Quando ancora Beirut non è martoriata, la loro bella gioventù – al netto di un terremoto durante uno shabbat e delle incomprensioni fra i genitori di Yussuf, al netto di una guerra ben più a Sud, ovvero la crisi di Suez, «Laggiù, altrove, vicinissimo» – sembra quella di ogni latitudine, fatta di scuola e vacanze, domande e scoperte, di ricerca del proibito in luoghi sordidi, fra strade malmesse e bordelli.
C’è odore di desiderio, di soldi, di immonda complicità. Mi lascio attrarre e respingere, resto nel mezzo. Anch’io vorrei essere come loro, anch’io vorrei provare disgusto di me stesso e accettarlo.
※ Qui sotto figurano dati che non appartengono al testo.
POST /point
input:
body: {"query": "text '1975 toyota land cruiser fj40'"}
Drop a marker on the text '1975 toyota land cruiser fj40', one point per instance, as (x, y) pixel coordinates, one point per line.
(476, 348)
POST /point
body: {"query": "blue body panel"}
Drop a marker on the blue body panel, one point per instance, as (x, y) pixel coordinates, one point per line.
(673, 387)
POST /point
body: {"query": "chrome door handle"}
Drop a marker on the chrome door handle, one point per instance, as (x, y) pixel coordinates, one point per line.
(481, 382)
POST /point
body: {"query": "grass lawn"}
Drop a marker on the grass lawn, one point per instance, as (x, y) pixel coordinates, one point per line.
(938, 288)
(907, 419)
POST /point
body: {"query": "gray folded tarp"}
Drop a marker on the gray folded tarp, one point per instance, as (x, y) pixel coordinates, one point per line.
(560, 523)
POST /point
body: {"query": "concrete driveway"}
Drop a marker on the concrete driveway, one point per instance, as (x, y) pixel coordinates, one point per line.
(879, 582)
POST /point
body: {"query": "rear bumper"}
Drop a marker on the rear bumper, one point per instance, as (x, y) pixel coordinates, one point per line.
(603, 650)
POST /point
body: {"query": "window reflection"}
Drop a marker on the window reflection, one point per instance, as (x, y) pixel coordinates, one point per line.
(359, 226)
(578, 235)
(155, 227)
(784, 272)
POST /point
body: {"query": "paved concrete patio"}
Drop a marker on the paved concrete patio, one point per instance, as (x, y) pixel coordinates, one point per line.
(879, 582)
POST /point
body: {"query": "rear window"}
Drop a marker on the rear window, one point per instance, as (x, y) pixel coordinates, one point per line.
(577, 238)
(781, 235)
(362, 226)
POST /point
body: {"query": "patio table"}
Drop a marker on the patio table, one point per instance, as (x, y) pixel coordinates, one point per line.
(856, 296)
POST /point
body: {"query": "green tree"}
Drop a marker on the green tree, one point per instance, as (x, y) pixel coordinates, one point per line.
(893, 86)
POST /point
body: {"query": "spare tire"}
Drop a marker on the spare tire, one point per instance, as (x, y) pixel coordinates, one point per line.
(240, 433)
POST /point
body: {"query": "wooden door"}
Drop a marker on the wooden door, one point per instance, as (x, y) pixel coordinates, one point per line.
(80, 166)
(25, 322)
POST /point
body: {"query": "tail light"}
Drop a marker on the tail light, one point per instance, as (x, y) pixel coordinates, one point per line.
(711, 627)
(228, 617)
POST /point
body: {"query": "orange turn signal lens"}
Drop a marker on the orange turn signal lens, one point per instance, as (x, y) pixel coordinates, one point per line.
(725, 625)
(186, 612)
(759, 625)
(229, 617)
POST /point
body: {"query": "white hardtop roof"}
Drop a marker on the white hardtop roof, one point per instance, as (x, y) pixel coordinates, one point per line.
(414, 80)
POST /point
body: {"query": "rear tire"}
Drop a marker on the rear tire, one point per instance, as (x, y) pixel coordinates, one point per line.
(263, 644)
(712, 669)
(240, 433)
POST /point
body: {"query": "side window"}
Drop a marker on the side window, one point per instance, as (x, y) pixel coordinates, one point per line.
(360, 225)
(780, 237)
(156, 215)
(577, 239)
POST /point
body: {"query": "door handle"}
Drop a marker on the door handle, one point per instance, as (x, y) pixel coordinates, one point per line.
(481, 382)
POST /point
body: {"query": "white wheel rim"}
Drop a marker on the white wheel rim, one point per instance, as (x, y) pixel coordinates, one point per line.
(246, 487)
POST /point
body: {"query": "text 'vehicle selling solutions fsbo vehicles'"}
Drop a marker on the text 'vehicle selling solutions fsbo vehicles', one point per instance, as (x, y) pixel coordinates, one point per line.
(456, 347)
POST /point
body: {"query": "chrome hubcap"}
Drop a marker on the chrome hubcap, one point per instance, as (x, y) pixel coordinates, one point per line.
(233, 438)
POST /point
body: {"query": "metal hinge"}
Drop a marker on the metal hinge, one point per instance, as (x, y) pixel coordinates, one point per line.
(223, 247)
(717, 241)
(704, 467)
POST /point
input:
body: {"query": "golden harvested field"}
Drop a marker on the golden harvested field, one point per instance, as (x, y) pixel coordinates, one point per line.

Le differenze confessionali
Da giovane il protagonista sogna una ragion di Stato che unisca al di là delle religioni, ma vivrà sulla propria pelle contrapposizioni a lungo covate in modo sotterraneo. La militanza di Yussuf, iniziata con lo scopo di conoscere ragazze, la sua presenza attiva fra i manifestanti della protesta studentesca, nel 1968, costerà la galera a lui e ai suoi sodali e lo scaraventerà nel futuro, nella guerra civile che qualche anno dopo metterà tutti contro tutti, anche a causa delle differenze confessionali, e lo costringerà a lasciare il Libano per la Francia. Vive peripezie da studente impegnato, rivoluzionario ben più che progressista, ma sarà una battaglia infruttuosa. Quella vera, una gran testimonianza, la vivrà da reporter di guerra che detta i pezzi al telefono, inviato a Beirut – l’ombra della città cosmopolita della sua infanzia – da una testata francese nel 1982, per seguire la guerra israelo-libanese. Già da sette anni Yussuf si era trasferito a Parigi per studiare, ma non sa resistere al richiamo della città natale, dove ritroverà gli amici di un tempo, come Fuad, e un amor perduto.
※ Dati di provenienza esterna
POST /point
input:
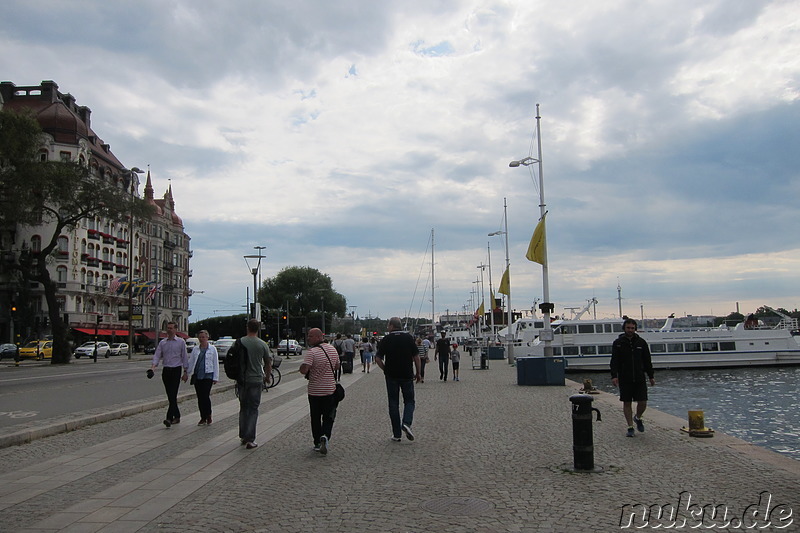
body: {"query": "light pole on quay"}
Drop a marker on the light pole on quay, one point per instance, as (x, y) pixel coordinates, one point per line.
(546, 306)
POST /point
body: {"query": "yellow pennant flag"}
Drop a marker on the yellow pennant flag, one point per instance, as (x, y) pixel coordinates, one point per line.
(536, 249)
(505, 286)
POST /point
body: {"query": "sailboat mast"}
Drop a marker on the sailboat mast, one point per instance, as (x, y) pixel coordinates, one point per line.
(433, 288)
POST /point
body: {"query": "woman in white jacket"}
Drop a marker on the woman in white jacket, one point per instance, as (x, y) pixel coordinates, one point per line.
(204, 371)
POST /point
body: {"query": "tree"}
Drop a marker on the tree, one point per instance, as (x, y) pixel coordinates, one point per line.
(306, 290)
(54, 196)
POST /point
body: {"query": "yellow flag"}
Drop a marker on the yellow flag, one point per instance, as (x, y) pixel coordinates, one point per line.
(505, 286)
(536, 249)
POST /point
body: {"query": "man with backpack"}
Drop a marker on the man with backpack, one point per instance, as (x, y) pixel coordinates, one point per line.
(256, 366)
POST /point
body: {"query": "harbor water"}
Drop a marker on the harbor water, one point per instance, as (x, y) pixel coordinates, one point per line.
(757, 405)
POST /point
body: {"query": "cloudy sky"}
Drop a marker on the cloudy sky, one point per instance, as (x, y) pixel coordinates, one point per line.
(339, 134)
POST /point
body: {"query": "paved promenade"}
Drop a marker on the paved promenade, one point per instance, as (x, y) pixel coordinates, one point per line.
(489, 456)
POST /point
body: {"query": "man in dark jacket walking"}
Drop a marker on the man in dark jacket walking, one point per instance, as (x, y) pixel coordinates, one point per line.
(630, 367)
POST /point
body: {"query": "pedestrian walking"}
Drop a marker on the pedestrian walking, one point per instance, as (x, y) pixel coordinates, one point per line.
(442, 353)
(398, 357)
(455, 359)
(257, 366)
(171, 354)
(349, 347)
(631, 365)
(203, 373)
(368, 354)
(423, 358)
(319, 367)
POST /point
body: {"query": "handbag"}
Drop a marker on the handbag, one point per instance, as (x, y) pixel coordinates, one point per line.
(338, 394)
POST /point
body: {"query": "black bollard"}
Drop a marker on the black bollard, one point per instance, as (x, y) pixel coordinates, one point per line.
(582, 440)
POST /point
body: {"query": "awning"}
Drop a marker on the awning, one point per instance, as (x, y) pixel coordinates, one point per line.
(151, 335)
(117, 332)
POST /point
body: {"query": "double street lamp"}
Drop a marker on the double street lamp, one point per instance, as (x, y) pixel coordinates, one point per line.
(134, 183)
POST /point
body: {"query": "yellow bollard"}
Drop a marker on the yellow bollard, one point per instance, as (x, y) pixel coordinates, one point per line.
(697, 425)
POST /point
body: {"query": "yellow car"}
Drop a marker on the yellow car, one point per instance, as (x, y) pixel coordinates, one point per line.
(37, 350)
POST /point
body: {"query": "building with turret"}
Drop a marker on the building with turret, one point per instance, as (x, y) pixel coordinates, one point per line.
(92, 259)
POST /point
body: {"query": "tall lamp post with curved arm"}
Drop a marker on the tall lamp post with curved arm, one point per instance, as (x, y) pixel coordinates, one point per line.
(546, 306)
(133, 186)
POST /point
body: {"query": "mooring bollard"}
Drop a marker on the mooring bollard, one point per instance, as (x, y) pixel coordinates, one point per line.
(582, 440)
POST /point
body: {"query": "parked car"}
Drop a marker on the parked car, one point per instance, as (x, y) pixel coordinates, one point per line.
(191, 342)
(294, 348)
(87, 349)
(8, 350)
(118, 348)
(223, 344)
(37, 350)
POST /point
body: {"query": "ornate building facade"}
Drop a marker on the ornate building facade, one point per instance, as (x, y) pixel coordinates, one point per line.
(94, 257)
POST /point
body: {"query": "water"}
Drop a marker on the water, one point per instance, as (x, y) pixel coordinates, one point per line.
(757, 405)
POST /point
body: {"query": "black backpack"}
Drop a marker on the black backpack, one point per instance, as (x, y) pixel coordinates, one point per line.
(234, 362)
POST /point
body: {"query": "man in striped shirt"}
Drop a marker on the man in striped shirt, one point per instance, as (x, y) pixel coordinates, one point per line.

Mi accorgo che in salotto ci sono una maronita, uno sciita, due ebrei e due sunniti, per giunta palestinesi. Un piccolo Libano quasi al completo. Ed ecco che bussano di nuovo, vado ad aprire senza diffidenza. Stavolta è Jana.
L’assedio
Tra bombe e cecchini, eccidi e miliziani, Yussef racconta l’invasione da parte delle truppe israeliane a caccia di palestinesi, l’assedio di Beirut dall’interno, la divisione della città in due zone, i campi profughi. L’ebreo Yussuf – che, rischiando la dipendenza, assume eroina per resistere alle atrocità del conflitto bellico – è contrario all’azione di Israele come a quella delle violente frange palestinesi, come Hezbollah. Ci sono, intatte, alcune dinamiche della crisi mediorientale in corso, segno che quarant’anni e più sono trascorsi inutilmente. Sélim Nassib ha scritto un libro molto difficile per il coinvolgimento personale e le implicazioni e le interpretazioni socio-politiche, ma può andare a testa alta per quel che è stato capace di fare.